My sister recently gave up gluten and dairy on doctor’s orders. In a show of support, my whole family has been exploring ways to make shared meals more tolerable for the poor woman, suddenly deprived of the two best food groups. We’re revisiting family recipes for breakfasts, sides and desserts: my grandmother’s strata, with its layers of cheese-soaked bread, is out altogether, while mashed potatoes go without butter and pie goes without crust.
It’s easy to make your first GF/DF meal. The first time my sister came over for dinner after starting her new lifestyle, we smoked a pork shoulder and ate it with mayo-based coleslaw and baked beans: a classic BBQ! Meat and potatoes are GF/DF, as are stir-fried veggies and rice, and bacon and eggs. So is the single highest-rated recipe in New York Times Cooking, Melissa Clark’s red lentil soup. You’ve likely made many GF/DF meals without even noticing.
Despite its name, the gluten-free, dairy-free diet isn’t only about loss. As a travel companion on my sister’s health journey, I’ve learned about the possibilities of GF/DF cooking and even come to be impressed by its resourcefulness.
Take the humble date. A staple of Middle Eastern cooking for thousands of years, dates seem to have little in common with either bread or cheese. As it turns out, their stickiness replicates the binding quality of gluten in baked goods, addressing the structural integrity deficiency that plagues gluten-free items, while their complex flavor distracts from dairy deprivation, making them ubiquitous in GF/DF recipes.
You can approach this diet by leaning on simulacra, like highly processed imitation cheese products or brittle legume-based pastas, fantasizing about the real thing. Or you can play a different game entirely, pursuing only recipes that shine in their natural GF/DF state. On Thanksgiving,
I made the New York Times Cooking suggested “stuffing,” which doesn’t attempt to copy the flavors of a classic turkey stuffing but instead puts its own spin on a savory grain side: rice, bacon and mushrooms. I’ll make this all year round, whether or not my sister is coming over. Roasted and shredded spaghetti squash doesn’t taste or act particularly like noodles, but offers a unique twist on a savory, starchy base.
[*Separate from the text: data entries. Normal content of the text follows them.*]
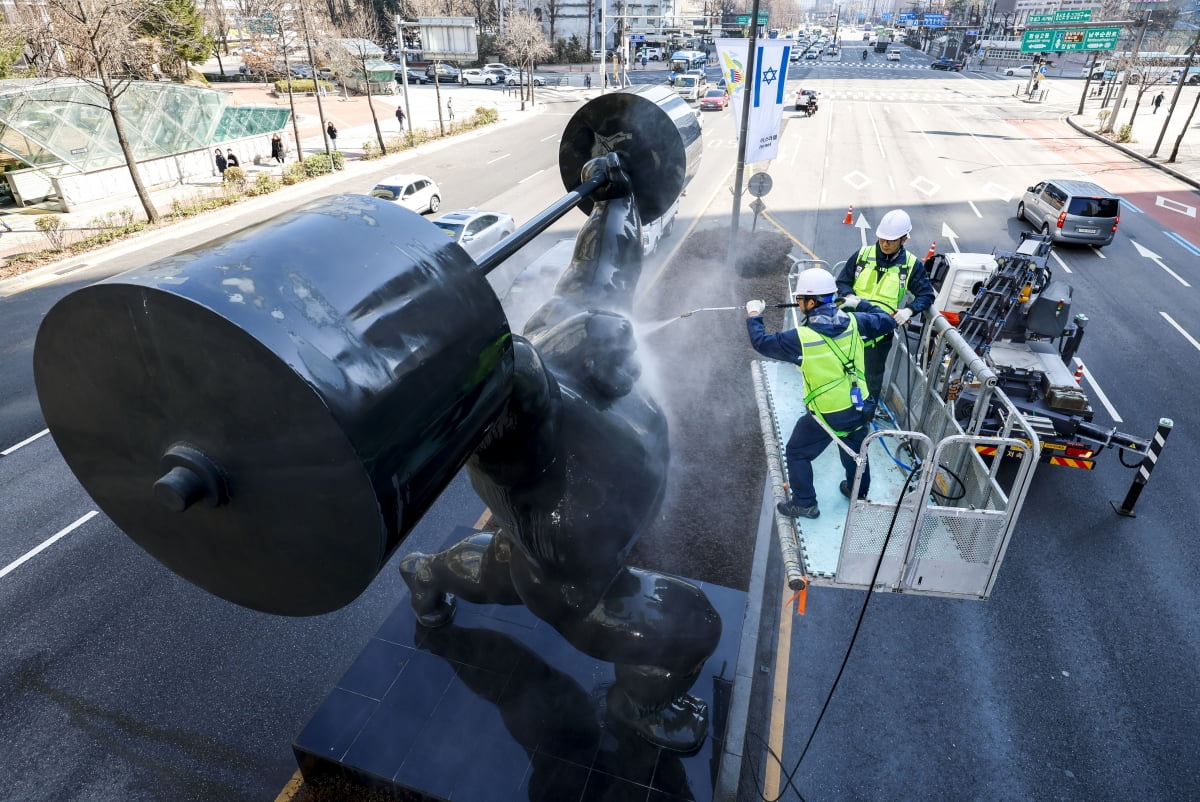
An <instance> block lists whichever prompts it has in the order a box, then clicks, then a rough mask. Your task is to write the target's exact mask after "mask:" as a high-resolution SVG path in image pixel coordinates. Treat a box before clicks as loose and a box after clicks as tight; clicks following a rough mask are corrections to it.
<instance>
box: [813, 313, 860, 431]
mask: <svg viewBox="0 0 1200 802" xmlns="http://www.w3.org/2000/svg"><path fill="white" fill-rule="evenodd" d="M796 333H797V335H798V337H799V340H800V353H802V354H803V358H802V360H800V372H802V373H804V388H805V395H804V406H806V407H808V408H809V409H811V411H812V412H814V413H816V414H820V415H821V417H822V419H823V418H824V415H826V414H828V413H830V412H841V411H842V409H846V408H850V407H852V406H854V405H853V402H852V401H851V399H850V390H851V387H853V384H854V382H856V381H857V382H858V389H859V391H860V393H862V394H863V401H864V402H865V401H866V400H868V399H869V397H870V393H869V391H868V389H866V372H865V360H864V358H863V339H862V336H859V334H858V319H857V318H856V317H854V316H853V315H851V316H850V325H847V327H846V330H845V331H842V333H841V334H839V335H838V336H835V337H827V336H824V335H823V334H820V333H818V331H815V330H814V329H810V328H808V327H802V328H799V329H797V330H796ZM846 433H847V432H842V431H839V432H838V435H839V436H841V435H846Z"/></svg>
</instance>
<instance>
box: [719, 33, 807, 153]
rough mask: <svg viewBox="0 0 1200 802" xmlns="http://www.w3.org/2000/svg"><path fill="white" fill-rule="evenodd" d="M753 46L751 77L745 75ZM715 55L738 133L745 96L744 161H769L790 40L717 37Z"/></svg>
mask: <svg viewBox="0 0 1200 802" xmlns="http://www.w3.org/2000/svg"><path fill="white" fill-rule="evenodd" d="M751 46H754V48H755V56H754V71H755V74H754V76H748V74H746V64H748V62H749V58H750V47H751ZM716 55H718V58H719V59H720V61H721V74H722V76H725V80H726V83H727V84H728V88H730V101H731V103H730V104H731V107H732V109H733V130H734V132H737V133H738V136H740V128H742V103H743V98H746V97H749V102H750V121H749V126H748V128H746V157H745V161H746V163H748V164H749V163H754V162H762V161H769V160H772V158H775V157H776V156H778V155H779V131H780V127H781V125H782V122H784V102H785V97H784V84H786V83H787V62H788V59H790V58H791V55H792V42H791V40H780V38H762V40H748V38H719V40H716Z"/></svg>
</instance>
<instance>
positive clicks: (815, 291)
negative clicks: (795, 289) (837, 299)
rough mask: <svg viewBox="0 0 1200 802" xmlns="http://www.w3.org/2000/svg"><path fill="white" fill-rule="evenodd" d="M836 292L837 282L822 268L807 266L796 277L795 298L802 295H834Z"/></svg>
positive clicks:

Then there’s coconut milk, the frenemy of the GF/DF diet. It adds indulgent creaminess to both sweet and savory dishes, but often at the expense of flavor and texture: douse anything in coconut milk and it tastes like everything else that’s ever been doused in coconut milk. If you like chickpea curries, you’re going to love the GF/DF diet. If you or someone you cook for is giving up gluten or dairy, content creators such as JennaEatsGood, DadaEats and PaleoBailey are all good places to search for inspiration, in addition to the accidentally gluten- and dairy-free recipes you’ll find anywhere else.